RANDOMIZATION SCHEDULES                           SPH 7460 notes.002

Randomized treatment assignments for clinical trials are usually
generated using pseudo-random number generators in SAS, FORTRAN,
or other languages.

If a clinical trial has several different clinical centers, usually
separate randomization schedules are generated for each center.
These separate groups are referred to as 'strata'.

Sometimes there are stratifying factors in addition to clinical
center.  Typically, investigators want to stratify on variables which are
known to have a strong influence on outcome.  In a clinical trial in which the
outcome is heart attack, it is reasonable to stratify on gender or age group.

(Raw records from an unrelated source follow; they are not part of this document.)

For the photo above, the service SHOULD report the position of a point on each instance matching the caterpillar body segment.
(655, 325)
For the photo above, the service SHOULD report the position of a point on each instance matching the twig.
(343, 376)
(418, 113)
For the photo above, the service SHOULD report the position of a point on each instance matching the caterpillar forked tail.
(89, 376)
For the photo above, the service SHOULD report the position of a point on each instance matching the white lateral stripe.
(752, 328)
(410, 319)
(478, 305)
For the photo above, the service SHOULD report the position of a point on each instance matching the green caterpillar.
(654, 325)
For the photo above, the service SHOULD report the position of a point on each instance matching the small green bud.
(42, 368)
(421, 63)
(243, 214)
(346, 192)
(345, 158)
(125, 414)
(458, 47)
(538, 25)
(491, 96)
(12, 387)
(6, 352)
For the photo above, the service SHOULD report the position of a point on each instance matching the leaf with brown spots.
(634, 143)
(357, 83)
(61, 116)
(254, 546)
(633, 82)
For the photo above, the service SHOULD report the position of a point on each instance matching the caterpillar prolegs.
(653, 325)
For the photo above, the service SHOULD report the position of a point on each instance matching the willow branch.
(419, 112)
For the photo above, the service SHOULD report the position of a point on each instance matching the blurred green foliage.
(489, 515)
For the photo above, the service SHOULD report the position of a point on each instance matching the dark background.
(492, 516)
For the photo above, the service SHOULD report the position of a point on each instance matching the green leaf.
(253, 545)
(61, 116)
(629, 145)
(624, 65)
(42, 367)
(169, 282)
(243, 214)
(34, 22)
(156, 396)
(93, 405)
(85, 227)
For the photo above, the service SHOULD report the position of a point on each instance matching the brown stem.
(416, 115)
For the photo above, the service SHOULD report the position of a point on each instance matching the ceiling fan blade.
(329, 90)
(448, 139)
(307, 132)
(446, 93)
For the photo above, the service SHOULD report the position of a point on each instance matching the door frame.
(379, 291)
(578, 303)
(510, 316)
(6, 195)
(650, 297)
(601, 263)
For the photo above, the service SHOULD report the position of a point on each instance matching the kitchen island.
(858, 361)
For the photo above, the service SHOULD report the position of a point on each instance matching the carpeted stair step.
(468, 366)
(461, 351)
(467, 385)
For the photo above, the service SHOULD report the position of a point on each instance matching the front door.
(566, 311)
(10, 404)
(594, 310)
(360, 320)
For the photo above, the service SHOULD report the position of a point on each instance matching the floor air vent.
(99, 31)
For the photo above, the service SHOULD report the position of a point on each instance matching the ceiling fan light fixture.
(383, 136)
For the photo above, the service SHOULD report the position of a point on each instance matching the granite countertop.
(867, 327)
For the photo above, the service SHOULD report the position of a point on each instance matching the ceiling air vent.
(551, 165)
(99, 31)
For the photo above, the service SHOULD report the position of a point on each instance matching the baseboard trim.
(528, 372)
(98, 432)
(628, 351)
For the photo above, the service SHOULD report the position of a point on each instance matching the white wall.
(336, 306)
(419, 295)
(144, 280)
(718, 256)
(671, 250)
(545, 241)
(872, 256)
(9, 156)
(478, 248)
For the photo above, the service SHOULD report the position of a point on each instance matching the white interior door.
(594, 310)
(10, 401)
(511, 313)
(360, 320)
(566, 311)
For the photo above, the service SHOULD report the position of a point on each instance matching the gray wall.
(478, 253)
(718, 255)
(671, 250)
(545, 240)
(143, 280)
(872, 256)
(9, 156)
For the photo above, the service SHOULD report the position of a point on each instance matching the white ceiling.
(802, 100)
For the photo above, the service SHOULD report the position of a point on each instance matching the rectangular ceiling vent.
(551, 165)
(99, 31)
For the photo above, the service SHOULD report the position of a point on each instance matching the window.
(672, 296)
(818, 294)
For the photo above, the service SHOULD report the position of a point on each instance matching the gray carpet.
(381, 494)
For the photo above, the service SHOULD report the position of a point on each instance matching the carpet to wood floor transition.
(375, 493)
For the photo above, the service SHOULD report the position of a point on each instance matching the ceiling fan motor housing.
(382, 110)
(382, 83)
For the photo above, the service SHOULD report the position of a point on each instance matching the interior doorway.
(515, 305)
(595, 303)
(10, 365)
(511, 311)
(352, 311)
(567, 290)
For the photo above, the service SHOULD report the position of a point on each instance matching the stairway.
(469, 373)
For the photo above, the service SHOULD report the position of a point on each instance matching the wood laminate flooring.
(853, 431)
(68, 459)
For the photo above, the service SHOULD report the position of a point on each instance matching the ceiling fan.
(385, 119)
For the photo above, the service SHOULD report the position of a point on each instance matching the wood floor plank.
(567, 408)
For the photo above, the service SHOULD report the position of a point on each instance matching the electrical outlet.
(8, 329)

The object of stratifying is to achieve approximate balance of the
treatment groups within each stratum.  Say, for example, you want
a schedule of treatment assignments to drug D or placebo P for
100 people within a stratum.  You want approximately equal numbers
assigned to D and P.  You don't want, for example, 70 people assigned
to D and 30 people assigned to P.  Such imbalances can affect the power of
the study.  If the imbalance occurs on a risk factor for the study's outcome,
the results may appear to favor one drug over the other even though there is
no real difference between the drugs.

Randomization to two groups is basically just like flipping a coin.
Unless you take some precautions, you might end up with a bad
imbalance between the groups.  This weakens the power of the study
and makes it more likely that the groups are also imbalanced on other
factors.

You don't know in advance how many people will ultimately be entered
into the trial from a given stratum.  You would therefore like to
write the randomization schedule so that (1) people have equal
probability of being assigned to either group, and (2) approximate
balance between the groups is guaranteed at any point in the
schedule.

How can you do this?

The most common method is by creating a randomization schedule from
a series of 'permuted blocks' of specified lengths.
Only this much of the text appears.